Mrs. Wix made little of her valour. "I can promise you that, whatever I do, I shall never let you out of my sight! You ask me why it's immorality when you've seen with your own eyes that Sir Claude has felt it to be so to that dire extent that, rather than make you face the shame of it, he has for months kept away from you altogether? Is it any more difficult to see that the first time he tries to do his duty he washes his hands of her—takes you straight away from her?"

Maisie turned this over, but more for apparent consideration than from any impulse to yield too easily. "Yes, I see what you mean. But at that time they weren't free." She felt Mrs.

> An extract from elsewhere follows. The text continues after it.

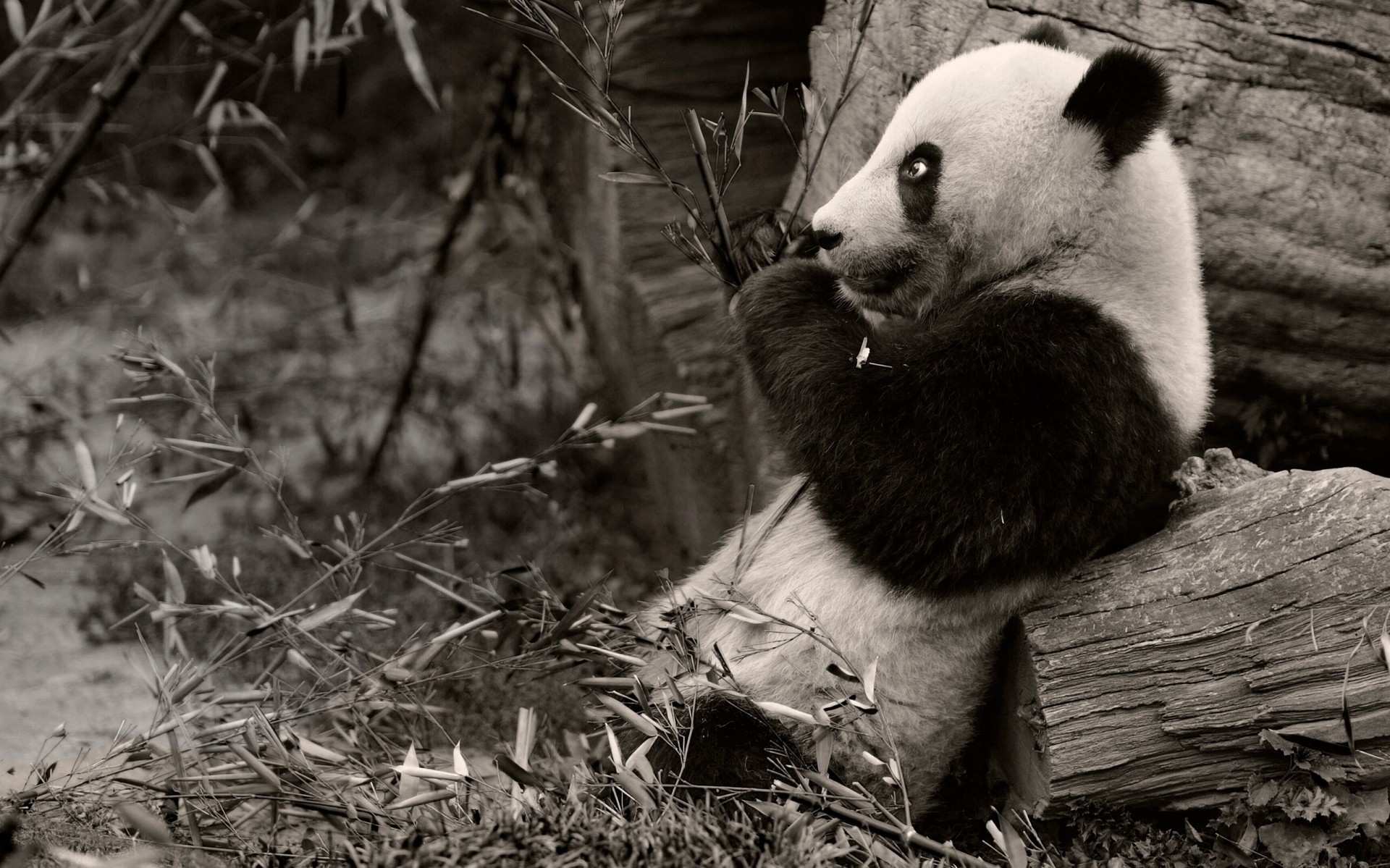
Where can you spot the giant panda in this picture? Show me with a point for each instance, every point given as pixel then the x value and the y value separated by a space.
pixel 998 354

Wix rear up again at the offensive word, but she succeeded in touching her with a remonstrant hand. "I don't think you know how free they've become."

"I know, I believe, at least as much as you do!"

Maisie felt a delicacy but overcame it. "About the Countess?"

"Your father's—temptress?" Mrs. Wix gave her a sidelong squint. "Perfectly. She pays him!"

"Oh does she?" At this the child's countenance fell: it seemed to give a reason for papa's behaviour and place it in a more favourable light. She wished to be just. "I don't say she's not generous. She was so to me."

"How, to you?"

"She gave me a lot of money."

Mrs. Wix stared. "And pray what did you do with a lot of money?"